Forensic SNP genealogy inference using whole genome sequencing data of varying depths
Abstract
High-density single nucleotide polymorphism (SNP) genotyping data at varying depths were obtained through whole genome sequencing (WGS). The accuracy of genotyping was evaluated, and methods for forensic SNP genealogy inference using WGS data were explored. The impact of sequencing depth on the accuracy of forensic genealogy inference was also assessed. Samples were sequenced at autosomal depths of 30 x , 14 x , 8 x , and 4 x using the MGISEQ-200RS platform, extracting 645,199 autosomal SNP loci referring the SNP chip panel. After quality control, the Identity by Descent (IBD) algorithm was used to calculate kinship and analyze the biogeographic origin of the samples. The consistency rate of SNP genotyping between sequencing data and SNP chip data exceeded 96.00 %. The IBD algorithm accurately predicted kinship from 1st to 7th degree using autosomal depths of 30 x , 14 x , and 8 x , with one false negative at the 7th degree in 8 x data.

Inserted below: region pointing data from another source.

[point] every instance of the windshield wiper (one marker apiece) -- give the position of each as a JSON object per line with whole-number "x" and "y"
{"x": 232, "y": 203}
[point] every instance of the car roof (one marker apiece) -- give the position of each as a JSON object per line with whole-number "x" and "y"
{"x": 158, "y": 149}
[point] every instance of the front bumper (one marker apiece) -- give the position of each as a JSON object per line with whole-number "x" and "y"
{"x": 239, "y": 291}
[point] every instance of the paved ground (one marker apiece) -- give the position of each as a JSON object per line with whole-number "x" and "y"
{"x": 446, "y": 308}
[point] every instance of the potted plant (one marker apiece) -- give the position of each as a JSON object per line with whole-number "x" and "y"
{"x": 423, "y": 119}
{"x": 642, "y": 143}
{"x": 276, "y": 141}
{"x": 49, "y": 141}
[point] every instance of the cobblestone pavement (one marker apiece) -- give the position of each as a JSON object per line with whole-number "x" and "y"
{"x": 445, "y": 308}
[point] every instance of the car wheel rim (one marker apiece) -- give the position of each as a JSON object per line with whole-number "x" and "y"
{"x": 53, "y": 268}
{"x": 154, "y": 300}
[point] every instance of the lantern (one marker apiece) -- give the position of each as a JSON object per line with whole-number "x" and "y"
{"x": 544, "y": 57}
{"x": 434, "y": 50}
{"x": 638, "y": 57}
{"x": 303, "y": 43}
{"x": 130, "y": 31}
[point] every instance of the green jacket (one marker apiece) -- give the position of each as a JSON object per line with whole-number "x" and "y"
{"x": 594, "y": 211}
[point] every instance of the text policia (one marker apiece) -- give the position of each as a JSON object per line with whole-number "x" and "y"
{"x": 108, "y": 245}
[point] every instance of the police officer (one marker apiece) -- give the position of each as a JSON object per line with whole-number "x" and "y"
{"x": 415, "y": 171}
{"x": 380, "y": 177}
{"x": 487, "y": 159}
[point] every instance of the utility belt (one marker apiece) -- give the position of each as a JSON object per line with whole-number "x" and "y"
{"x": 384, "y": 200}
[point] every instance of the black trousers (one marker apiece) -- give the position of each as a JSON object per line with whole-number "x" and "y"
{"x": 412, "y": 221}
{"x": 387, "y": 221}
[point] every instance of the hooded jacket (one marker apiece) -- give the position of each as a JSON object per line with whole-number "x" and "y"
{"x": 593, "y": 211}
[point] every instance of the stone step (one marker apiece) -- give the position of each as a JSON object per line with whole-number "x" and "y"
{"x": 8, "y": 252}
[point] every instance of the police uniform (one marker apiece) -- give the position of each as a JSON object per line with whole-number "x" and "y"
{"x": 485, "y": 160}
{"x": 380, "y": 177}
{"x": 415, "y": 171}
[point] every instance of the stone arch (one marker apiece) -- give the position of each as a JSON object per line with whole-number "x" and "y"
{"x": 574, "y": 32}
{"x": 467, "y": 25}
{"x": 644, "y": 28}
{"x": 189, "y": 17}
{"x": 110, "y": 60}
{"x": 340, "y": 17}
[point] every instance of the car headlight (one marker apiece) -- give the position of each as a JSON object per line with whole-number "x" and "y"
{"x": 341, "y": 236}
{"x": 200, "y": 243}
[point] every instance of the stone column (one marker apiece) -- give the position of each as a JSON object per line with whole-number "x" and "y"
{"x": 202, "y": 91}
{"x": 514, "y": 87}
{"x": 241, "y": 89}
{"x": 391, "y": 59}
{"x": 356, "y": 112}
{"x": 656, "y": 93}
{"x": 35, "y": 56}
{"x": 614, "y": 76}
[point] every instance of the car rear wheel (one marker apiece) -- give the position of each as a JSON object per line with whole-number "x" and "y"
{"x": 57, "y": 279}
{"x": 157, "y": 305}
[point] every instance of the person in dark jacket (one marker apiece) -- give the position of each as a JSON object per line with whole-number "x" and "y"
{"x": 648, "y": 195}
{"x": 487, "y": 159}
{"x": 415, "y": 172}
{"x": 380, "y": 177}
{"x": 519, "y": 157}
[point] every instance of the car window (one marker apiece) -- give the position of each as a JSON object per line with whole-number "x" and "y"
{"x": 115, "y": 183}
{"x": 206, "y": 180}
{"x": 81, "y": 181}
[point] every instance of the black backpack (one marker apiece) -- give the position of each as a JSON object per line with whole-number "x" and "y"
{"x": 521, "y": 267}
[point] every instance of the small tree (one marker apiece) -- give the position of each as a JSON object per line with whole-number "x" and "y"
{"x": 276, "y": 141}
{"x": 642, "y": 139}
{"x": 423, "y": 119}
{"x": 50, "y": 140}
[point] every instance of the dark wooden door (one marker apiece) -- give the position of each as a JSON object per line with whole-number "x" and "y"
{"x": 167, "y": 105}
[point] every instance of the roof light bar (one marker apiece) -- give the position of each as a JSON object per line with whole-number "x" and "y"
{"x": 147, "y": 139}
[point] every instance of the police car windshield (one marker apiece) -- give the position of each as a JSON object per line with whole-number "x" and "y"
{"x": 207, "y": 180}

The accuracy of SNP genealogy inference from 30 x , 14 x , and 8 x WGS data was not significantly different from that obtained from the SNP chip (p-values: 0.93, 0.83, and 0.54). For 4 x depth data, improvements in quality control and algorithm optimization are needed to enhance genealogy inference accuracy. Additionally, SNP-based biogeographic inference from WGS data were consistent with survey results.